Djoko menuturkan, masyarakat sering melihat kendaraan pribadi atau pejabat menggunakan strobo untuk menerobos kemacetan, sehingga strobo dianggap simbol hak istimewa, bukan alat keselamatan.
"Penggunaan yang tidak tepat ini menimbulkan rasa tidak adil dan kemarahan publik," tambahnya.
Selain itu, penggunaan sirene dan strobo menimbulkan gangguan dan kebisingan, terutama di lingkungan padat penduduk atau tengah malam.
"Kebisingan ini bisa mengganggu kenyamanan, menimbulkan stres, bahkan memicu kecemasan," jelas Djoko.

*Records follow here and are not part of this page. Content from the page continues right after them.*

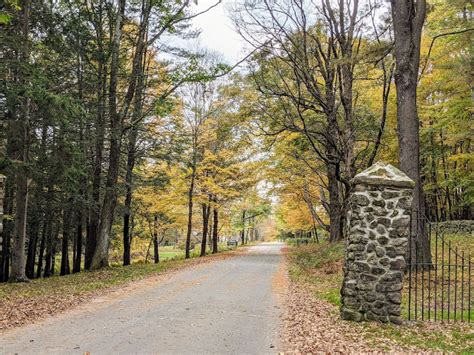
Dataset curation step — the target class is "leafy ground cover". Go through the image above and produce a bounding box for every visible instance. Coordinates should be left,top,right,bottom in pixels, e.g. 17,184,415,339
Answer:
288,243,474,353
0,246,237,331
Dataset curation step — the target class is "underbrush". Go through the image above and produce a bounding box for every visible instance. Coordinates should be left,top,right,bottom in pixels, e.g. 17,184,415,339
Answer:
288,236,474,353
0,246,229,300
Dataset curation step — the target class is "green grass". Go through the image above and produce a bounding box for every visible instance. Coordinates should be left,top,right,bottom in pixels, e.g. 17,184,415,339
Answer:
289,236,474,354
290,242,344,305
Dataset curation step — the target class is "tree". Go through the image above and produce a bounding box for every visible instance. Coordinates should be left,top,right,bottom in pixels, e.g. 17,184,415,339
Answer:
391,0,431,263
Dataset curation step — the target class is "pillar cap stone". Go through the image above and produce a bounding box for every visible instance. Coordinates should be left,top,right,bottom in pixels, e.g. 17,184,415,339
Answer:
352,161,415,188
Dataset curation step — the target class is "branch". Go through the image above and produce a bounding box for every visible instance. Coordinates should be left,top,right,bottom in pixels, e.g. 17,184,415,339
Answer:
418,28,474,82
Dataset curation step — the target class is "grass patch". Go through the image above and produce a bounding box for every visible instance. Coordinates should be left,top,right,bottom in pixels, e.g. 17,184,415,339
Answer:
289,236,474,353
0,246,233,300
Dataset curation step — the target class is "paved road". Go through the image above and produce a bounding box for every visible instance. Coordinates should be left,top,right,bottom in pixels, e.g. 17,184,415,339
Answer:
0,243,282,354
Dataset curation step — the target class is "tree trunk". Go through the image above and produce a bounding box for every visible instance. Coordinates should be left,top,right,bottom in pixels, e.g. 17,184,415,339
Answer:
84,1,107,269
0,177,15,282
391,0,431,263
10,0,31,282
60,206,72,276
72,213,83,273
90,0,125,270
25,214,40,279
200,203,211,256
240,210,247,245
153,215,160,264
212,207,219,254
185,160,196,259
36,218,48,278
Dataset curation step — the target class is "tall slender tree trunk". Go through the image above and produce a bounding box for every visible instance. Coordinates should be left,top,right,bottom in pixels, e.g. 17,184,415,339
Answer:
89,0,125,269
200,203,211,256
25,213,40,279
153,215,160,264
10,0,31,282
72,208,83,273
212,207,219,254
391,0,431,263
240,210,247,245
123,44,146,266
185,149,197,259
60,206,72,276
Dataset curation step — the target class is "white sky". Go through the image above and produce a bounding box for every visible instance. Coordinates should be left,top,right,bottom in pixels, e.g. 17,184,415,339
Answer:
193,0,246,65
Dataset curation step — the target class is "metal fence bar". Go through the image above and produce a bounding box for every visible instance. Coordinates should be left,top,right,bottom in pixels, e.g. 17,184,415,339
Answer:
414,232,419,320
461,251,464,322
467,254,471,323
420,229,426,320
441,240,444,320
428,224,433,320
448,241,451,323
408,213,413,320
434,228,438,321
453,247,458,322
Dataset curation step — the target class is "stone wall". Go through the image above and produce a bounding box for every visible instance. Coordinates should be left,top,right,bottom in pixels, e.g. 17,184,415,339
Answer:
0,175,5,252
341,163,414,323
431,220,474,236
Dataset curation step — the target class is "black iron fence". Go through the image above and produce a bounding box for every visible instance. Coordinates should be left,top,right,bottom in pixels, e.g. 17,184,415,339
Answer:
403,214,474,322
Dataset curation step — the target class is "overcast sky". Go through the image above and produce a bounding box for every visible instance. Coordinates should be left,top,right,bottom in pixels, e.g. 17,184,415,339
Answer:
193,0,245,64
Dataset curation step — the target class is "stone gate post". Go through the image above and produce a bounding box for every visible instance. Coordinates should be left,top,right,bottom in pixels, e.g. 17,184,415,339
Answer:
341,162,415,324
0,175,5,252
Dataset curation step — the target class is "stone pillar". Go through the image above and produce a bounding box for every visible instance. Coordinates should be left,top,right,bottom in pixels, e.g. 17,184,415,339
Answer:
0,175,5,252
341,162,415,324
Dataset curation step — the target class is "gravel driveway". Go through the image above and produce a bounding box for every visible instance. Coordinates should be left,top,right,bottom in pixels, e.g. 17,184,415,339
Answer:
0,243,283,354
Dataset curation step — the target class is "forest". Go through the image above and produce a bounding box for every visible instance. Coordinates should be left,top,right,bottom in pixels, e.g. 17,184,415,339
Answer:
0,0,474,282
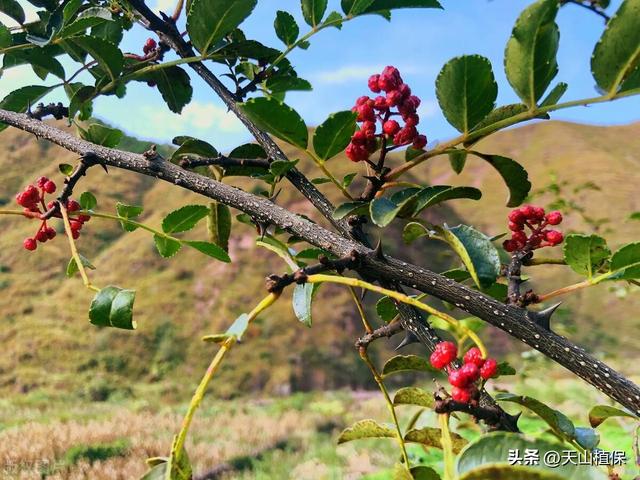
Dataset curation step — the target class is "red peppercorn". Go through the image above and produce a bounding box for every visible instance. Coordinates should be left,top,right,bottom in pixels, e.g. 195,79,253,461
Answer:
451,387,473,403
546,210,562,225
412,135,427,150
42,180,56,193
480,358,498,380
22,238,38,251
460,363,480,383
464,347,484,368
368,74,380,93
382,120,400,135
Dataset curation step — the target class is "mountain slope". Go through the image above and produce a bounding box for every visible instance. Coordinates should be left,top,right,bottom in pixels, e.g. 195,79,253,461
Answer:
0,122,640,399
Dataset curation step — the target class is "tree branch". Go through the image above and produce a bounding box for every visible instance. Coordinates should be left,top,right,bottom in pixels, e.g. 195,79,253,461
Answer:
0,110,640,414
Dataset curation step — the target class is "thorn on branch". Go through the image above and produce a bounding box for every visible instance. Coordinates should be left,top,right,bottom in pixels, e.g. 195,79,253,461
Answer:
266,250,360,293
27,102,69,120
434,389,520,432
355,321,404,349
527,302,562,331
42,152,99,220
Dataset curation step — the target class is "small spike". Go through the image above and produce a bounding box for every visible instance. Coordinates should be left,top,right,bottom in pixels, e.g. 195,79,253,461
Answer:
373,239,386,260
396,330,420,350
527,302,562,331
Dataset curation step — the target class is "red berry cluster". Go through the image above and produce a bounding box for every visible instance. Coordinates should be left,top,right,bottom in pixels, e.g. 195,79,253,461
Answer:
430,342,498,403
346,67,427,162
16,177,91,250
502,205,564,252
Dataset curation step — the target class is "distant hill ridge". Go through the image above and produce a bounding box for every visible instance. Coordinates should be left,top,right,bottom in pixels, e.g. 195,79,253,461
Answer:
0,121,640,399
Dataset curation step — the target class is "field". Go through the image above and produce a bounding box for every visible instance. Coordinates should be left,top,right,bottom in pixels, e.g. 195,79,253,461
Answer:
0,360,640,480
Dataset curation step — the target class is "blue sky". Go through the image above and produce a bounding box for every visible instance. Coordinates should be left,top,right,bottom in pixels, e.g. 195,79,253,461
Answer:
0,0,640,151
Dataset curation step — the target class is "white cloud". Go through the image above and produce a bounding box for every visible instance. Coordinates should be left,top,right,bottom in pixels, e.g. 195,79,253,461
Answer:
314,65,384,84
312,64,426,84
418,100,440,118
135,101,245,138
153,0,177,13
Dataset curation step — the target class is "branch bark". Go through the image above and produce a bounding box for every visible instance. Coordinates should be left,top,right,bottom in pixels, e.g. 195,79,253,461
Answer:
0,110,640,414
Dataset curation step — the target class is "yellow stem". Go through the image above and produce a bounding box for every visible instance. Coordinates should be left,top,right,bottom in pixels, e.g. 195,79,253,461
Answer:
307,273,487,358
349,287,373,333
58,202,100,292
359,347,409,468
305,148,353,200
175,293,280,455
438,413,455,480
538,280,597,302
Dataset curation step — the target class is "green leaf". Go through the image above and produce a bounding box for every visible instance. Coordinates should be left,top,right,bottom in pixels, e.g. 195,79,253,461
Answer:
449,150,467,174
2,48,65,80
540,82,569,107
473,103,527,130
187,0,257,55
411,465,442,480
376,296,398,323
62,36,124,80
0,0,25,25
56,7,113,38
402,222,435,245
240,97,309,148
340,0,373,17
225,313,249,341
183,240,231,263
563,234,611,278
393,387,435,408
404,427,467,453
0,23,13,48
382,355,437,377
66,254,96,278
589,405,637,428
436,55,498,133
292,283,319,327
76,123,123,148
392,463,414,480
333,202,369,220
459,464,564,480
591,0,640,95
0,85,53,131
313,110,357,160
472,152,531,207
457,432,607,480
207,202,231,250
89,285,136,330
369,197,399,227
58,163,73,177
162,205,209,233
365,0,442,13
116,202,144,232
64,82,96,120
409,185,482,216
338,419,396,445
504,0,560,107
300,0,327,27
80,192,98,210
171,136,218,163
496,393,576,441
153,234,182,258
265,75,313,94
575,427,600,451
147,66,193,113
435,225,501,288
609,242,640,280
273,10,300,47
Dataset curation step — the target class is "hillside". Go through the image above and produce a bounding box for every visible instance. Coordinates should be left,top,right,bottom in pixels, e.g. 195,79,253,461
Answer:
0,122,640,399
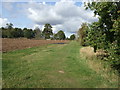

Alasan lain adalah regulasi yang kurang tegas. Meski ada aturan untuk pengguna sah seperti ambulans, pemadam kebakaran, dan polisi, penegakannya sering lemah. Ketidaktegasan ini membuat banyak orang berani menggunakan sirene tanpa izin.
"Dampaknya, kepercayaan publik terhadap sistem darurat menurun. Saat sirene berbunyi, masyarakat tidak lagi yakin apakah itu situasi darurat atau sekadar kendaraan ingin mencari jalan pintas. Akibatnya, respons untuk memberi jalan menjadi lebih lambat," tuturnya.
Wakil Ketua Pemberdayaan dan Pengembangan Wilayah Masyarakat Transportasi Indonesia (MTI) Pusat itu menekankan, pentingnya penggunaan sirene sesuai aturan untuk menjaga keselamatan dan kepercayaan publik.